Neringa Bumblienė: How did you conceive AUJIK in this particular frame and what is the origin of its title?
Stefan Larsson: Before I started AUJIK, I was working with another concept called QNQ, which was a more subversive and political idea. QNQ had a sort of rhizomatic non-hierarchical structure with many sub-branches. AUJIK – which originally was AIIK (acronym of Artificial Intelligence in Catharsis) – started as just such a project. The essential idea was to construct a format that could involve social as well as spiritual elements, which were related to technology and in particular to Artificial Intelligence (AI). Initially I was mainly focused on an aesthetic form, and then eventually started to build more philosophical and theoretical matter upon that. For the first five years or so, most of AUJIK’s world revolved around these so-called artefacts that are cross-breeds between synthetic and organic materials.
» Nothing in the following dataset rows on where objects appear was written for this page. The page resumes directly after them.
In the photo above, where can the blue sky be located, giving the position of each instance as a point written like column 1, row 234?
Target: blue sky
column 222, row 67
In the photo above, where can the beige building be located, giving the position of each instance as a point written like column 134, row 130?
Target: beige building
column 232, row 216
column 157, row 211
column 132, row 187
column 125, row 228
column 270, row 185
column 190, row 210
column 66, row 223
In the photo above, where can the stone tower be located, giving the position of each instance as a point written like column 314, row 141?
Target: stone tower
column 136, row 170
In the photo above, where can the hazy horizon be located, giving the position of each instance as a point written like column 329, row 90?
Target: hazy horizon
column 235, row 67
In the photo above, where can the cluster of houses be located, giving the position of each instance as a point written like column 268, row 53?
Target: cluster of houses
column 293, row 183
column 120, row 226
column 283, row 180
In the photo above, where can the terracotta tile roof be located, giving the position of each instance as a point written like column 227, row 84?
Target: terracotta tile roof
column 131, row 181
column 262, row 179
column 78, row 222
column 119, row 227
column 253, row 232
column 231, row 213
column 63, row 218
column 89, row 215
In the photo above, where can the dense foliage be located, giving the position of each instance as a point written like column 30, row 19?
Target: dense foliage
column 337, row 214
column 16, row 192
These artefacts became the seeds for how AUJIK evolved. The basic idea was to approach visions of technology (the technological singularity for example) and to discover new aspects by combining it with other ingredients such as spirituality, nature, animism, and some overall esoteric perspectives.
Why have you decided to construct it as an esoteric sect? Perhaps it is somehow connected to your origins and an environment where you reside: you yourself are Swedish, what brought you to Japan and if so, how has it influenced your artworks?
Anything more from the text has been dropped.